Changing her perspective on sport, and get rid of the little voice inside her head which said that she was really bad at sport, was a massive effort. Beyond her usual speech on sport, how pointless it was, she has always felt ashamed of not doing any sport. Carrying her mother’s belief has been a huge cause of internal conflict, and a source of lack of confidence.
So she decided to start running, but she didn’t give so much thought about it, because every body was running around her and was pushing her toward this activity.
But, even if she was really committed to change, she couldn’t run on a regular basis. Again, her self-confidence crashed and she beat herself down for not having the willingness to run.
She couldn’t connect with the fact that she found running boring, she was just connected with her failure. And this feeling of failure enhanced all the bad feelings she already had.
Hopefully, one of her friend took her to a yoga classes, and it has been an epiphany. This sport resonated to her; it was driven by a spiritual mindset where the body and the soul are embedded. She felt stronger, energized and focused. Since then, she goes to yoga classes twice a week no matter what.
Erin has experienced authenticity. She has stopped complying to her mother injunction “ Sport is meaningless, we don’t like sport”, then to another statement “ you should run, it is the best sport for you”, and she finally questioned her own inner voice“ I have never been a sportive girl, I don’t have any willingness”.
Most of the time, afterward we are able to recognize that we knew that this solution was not the right for us, that “something” felt wrong, then the challenge is to be able listen to this very low voice, to listen to our guts.
The acuity of our intuition is now scientifically proven. Our quick, instinctual and often subconscious way of operating is controlled by our right brain and by other parts of our brain that have been around since prehistoric times, known as limbic and reptilian parts of our brain.
The practice of mindfulness can be very helpful to pause and pay attention to our intuition.
Because it is a challenging but safe place, the coaching process itself will help the client to let his/her truth arise.The ability to create a trustworthy relationship is paramount to the success of the coaching process. The coach needs to create a space where the client can experiment who he/she is with a neutral but supportive presence.
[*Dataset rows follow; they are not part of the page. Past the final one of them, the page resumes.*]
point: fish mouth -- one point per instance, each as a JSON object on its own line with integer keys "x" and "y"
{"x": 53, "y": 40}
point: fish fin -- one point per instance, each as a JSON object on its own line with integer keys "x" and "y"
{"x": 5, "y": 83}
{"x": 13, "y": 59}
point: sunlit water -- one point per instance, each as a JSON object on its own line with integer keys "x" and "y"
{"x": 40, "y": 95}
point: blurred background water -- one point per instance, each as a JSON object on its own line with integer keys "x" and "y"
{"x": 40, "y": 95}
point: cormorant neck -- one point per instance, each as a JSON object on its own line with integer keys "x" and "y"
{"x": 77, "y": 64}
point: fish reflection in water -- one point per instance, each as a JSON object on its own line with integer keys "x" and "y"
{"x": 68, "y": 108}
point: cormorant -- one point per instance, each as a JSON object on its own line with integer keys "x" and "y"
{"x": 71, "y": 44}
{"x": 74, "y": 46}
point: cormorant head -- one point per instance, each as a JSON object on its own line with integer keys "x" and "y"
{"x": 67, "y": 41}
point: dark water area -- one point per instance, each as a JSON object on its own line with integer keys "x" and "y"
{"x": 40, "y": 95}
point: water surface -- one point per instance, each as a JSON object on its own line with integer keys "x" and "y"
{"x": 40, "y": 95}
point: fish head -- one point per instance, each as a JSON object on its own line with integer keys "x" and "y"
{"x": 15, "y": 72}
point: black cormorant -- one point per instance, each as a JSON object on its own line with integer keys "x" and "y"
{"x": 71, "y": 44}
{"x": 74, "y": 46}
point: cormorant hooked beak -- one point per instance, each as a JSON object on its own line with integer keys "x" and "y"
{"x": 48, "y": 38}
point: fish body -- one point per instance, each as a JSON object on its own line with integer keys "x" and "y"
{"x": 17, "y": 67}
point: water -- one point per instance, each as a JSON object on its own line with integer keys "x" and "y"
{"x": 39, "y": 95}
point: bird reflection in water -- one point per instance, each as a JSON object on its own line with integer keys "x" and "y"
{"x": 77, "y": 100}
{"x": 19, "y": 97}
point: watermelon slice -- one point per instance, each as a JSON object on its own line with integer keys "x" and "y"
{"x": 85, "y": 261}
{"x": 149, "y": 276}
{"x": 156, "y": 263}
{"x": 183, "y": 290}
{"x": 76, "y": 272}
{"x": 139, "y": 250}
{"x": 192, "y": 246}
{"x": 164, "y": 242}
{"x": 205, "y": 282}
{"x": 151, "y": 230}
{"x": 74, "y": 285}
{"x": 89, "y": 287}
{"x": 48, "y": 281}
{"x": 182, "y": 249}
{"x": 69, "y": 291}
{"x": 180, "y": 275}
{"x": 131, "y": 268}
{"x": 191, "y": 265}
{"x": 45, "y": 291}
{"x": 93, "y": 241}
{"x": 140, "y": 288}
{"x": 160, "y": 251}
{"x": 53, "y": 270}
The coach will stand by his/her client whatever emerges from the coaching.
The coach will invite the client to formulate multiple options, in order to broaden the scope of possibilities.
The coach will have to discern through a shift in the tone of voice/the posture/the behaviors, when the client speaks with his/her very own personal, intimate voice, and acknowledge him/her when it happens.
The coach will help the client, through probing and challenging questions, to reveal the internal conflicts, to bring up to the consciousness some automatic thoughts or behaviors.
Through coaching, Erin could have been asked:
- What does it mean to be sportive?
- How can you know you are not sportive?
- What would that means about yourself if tomorrow you exercise on a regular basis?
- What do you want to believe?
- Who do you want to be?
Because actions feed thoughts and vice versa, once the client will have experienced how it feels to be authentic and aligned, it will build his/her confidence to go further.